CHARACTERIZATION OF A NOVEL INOSITOL 1,4,5-TRISPHOSPHATE RECEPTOR IN ISOLATED OLFACTORY CILIA

Inositol 1,4,5-trisphosphate (InsP(a)), a product of G-protein-mediated receptor activation of phosphoinositide turnover, plays the role of a second messenger when olfactory neurons are stimulated with certain olfactory stimuli. In this paper we examine the specific binding of [H-3]InsP3 to isolated olfactory cilia, microsomes and brain membranes from the channel catfish (Ictalurus punctatus) and, by photoaffinity labelling with an InsP3 analogue {I-125-labelled 1-[3-(4-azidosalicyloxy)-aminopropyl]inositol 1,4,5-trisphosphate (I-125-ASA-InsP3)}, we tentatively identify the major InsP3-binding protein in catfish olfactory cilia. InsP3 binding to ciliary membranes is specific and saturable, with a K(d) of 1.10 +/- 0.31-mu-M and a maximum number of binding sites (B(max)) of 17.6 +/- 5.8 pmol/mg.
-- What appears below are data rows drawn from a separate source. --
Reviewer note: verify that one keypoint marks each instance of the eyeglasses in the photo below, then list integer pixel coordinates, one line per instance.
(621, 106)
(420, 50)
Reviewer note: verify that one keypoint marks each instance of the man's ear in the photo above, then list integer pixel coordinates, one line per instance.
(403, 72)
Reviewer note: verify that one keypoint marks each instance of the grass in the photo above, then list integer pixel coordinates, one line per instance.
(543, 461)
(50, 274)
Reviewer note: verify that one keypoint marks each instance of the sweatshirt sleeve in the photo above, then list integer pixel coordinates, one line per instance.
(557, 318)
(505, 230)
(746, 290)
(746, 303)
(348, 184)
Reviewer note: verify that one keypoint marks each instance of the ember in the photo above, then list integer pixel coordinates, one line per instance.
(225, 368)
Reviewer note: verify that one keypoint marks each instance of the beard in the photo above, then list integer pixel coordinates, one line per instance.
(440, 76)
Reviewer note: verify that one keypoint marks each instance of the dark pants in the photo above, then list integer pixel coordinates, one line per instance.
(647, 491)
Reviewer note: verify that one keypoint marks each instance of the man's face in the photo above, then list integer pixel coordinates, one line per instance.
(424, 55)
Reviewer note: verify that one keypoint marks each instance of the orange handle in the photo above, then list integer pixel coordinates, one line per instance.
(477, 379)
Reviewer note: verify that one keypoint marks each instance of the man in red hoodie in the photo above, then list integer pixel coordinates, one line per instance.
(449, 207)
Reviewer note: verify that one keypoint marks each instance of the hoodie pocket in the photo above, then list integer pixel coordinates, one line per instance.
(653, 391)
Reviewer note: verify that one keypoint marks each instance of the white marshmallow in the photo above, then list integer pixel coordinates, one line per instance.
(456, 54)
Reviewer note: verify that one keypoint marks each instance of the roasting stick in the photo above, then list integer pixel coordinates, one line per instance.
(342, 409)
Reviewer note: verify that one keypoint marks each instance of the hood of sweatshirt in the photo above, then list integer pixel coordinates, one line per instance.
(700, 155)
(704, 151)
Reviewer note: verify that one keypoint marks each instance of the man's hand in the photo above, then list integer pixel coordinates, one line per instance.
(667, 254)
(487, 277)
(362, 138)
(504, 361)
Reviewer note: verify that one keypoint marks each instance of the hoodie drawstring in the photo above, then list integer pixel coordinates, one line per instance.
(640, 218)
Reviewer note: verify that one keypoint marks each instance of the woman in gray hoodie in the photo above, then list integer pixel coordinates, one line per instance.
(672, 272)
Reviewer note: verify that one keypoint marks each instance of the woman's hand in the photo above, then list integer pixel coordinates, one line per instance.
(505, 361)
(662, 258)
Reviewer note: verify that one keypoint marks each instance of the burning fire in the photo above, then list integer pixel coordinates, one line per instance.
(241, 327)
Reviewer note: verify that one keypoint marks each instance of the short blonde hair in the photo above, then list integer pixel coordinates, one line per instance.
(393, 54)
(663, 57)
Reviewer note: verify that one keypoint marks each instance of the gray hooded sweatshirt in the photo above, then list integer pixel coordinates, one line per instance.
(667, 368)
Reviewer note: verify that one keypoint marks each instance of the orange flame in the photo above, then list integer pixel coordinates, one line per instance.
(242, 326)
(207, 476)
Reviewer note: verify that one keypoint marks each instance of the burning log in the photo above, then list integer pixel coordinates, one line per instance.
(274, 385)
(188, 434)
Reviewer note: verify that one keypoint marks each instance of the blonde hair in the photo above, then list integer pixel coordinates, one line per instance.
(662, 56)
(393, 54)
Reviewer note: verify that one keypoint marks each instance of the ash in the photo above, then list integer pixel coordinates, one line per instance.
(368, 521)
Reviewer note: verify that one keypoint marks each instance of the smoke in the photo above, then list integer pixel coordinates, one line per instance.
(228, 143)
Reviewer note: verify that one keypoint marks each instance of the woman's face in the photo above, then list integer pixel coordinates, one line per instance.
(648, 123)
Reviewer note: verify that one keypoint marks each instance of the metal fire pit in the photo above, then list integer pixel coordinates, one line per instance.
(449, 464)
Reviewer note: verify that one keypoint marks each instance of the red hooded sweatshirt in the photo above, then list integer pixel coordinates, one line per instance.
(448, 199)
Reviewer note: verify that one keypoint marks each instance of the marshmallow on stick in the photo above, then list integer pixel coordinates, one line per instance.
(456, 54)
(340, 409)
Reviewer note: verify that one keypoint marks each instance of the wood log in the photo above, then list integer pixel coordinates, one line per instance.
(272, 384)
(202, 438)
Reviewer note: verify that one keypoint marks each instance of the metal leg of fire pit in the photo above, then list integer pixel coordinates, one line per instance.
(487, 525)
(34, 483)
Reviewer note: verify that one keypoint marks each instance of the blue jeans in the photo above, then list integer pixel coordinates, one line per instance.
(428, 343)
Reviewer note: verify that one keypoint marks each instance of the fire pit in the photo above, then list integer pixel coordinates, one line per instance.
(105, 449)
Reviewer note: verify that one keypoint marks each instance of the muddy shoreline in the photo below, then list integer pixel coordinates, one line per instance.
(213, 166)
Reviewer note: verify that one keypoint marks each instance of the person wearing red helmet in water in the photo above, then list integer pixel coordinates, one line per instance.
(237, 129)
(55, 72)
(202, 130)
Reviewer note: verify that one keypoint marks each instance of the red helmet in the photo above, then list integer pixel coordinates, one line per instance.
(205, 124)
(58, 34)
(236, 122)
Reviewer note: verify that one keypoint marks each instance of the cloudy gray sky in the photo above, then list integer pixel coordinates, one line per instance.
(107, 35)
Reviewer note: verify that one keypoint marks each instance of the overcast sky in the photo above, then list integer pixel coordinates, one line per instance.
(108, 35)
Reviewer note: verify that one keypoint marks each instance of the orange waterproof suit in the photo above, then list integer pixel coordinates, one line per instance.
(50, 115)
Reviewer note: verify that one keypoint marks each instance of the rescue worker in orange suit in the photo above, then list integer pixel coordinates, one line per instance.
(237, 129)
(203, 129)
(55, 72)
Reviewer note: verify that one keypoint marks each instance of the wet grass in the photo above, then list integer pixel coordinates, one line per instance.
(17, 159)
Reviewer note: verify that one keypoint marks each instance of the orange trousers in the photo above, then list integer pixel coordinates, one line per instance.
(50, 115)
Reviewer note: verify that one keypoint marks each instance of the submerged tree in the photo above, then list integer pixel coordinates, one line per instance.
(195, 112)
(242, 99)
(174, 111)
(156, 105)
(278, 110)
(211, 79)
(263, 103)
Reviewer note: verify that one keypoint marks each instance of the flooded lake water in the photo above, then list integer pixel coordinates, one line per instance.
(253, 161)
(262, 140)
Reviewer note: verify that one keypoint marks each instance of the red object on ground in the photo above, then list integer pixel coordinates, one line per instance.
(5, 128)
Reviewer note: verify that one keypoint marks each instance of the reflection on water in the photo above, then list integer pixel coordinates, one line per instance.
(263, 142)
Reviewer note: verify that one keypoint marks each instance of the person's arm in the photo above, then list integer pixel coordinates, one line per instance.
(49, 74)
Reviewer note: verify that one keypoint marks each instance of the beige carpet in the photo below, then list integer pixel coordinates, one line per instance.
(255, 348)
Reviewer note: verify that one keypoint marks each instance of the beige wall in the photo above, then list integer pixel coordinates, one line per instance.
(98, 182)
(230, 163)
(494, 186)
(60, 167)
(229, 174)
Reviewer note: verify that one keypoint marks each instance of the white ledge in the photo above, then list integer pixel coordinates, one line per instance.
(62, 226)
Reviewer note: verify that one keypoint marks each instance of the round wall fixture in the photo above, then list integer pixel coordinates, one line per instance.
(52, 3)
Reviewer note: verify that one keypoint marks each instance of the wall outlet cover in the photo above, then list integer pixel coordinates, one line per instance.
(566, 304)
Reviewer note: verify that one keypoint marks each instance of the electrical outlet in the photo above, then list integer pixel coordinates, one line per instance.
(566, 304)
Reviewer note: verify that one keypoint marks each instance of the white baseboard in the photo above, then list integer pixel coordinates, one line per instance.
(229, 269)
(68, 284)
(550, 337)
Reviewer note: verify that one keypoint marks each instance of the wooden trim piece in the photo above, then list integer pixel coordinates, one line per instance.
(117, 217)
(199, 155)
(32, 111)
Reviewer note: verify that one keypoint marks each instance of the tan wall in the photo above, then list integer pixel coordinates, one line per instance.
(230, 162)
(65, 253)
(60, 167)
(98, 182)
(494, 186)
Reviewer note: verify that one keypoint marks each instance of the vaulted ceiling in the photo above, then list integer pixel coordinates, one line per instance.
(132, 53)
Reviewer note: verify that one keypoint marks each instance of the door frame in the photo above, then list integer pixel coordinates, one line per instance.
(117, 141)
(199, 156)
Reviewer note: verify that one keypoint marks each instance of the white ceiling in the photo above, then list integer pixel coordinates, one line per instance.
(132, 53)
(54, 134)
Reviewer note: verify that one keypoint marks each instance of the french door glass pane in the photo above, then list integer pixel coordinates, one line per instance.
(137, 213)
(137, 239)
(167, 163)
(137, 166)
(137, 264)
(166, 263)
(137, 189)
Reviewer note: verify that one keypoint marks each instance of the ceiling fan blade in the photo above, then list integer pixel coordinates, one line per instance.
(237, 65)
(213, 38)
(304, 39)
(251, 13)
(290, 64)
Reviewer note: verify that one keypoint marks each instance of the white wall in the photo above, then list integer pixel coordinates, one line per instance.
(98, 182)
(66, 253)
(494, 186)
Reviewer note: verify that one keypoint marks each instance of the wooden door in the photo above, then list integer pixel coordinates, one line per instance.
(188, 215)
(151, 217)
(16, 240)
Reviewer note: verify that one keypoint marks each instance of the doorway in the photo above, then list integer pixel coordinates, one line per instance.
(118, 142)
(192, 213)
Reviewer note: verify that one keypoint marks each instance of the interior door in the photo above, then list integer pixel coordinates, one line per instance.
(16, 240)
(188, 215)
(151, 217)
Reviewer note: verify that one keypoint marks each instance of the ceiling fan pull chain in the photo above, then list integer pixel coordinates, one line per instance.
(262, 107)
The rank order for potency of inhibition of [H-3]InsP3 binding is Ins(1,4)P2 < Ins(1,3,4)P3 < Ins(1,3,4,5)P4 = Ins(1,4,5)P3 < Ins(2,4,5)P3. Exposure of cilia membranes to u.v. light in the presence of I-125-ASA-InsP3 results in the labelling of a protein with apparent M(r) 107000. Labelling is specifically prevented by Ins(1,4,5)P3, Ins(2,4,5)P3 and Ins(1,3,4,5)P4, but not by Ins(1,4)P2 or Ins(1,3,4)P3. Both specific [H-3]InsP3 binding and photoaffinity labelling of the M(r)-107000 protein were displaced by heparin. The K(d) and the inhibition of [H-3]InsP3 binding and of photoaffinity labelling by inositol phosphates and heparin are consistent with the ability of micromolar concentrations of Ins(1,4,5)P2 [but not Ins(1,3,4)P3] to activate the InsP3-gated currents in patch-clamp experiments with olfactory neurons. These results suggest that InsP3 binding to a M(r)-107000 cilia membrane protein may represent binding to the olfactory InsP3-gated cation channel.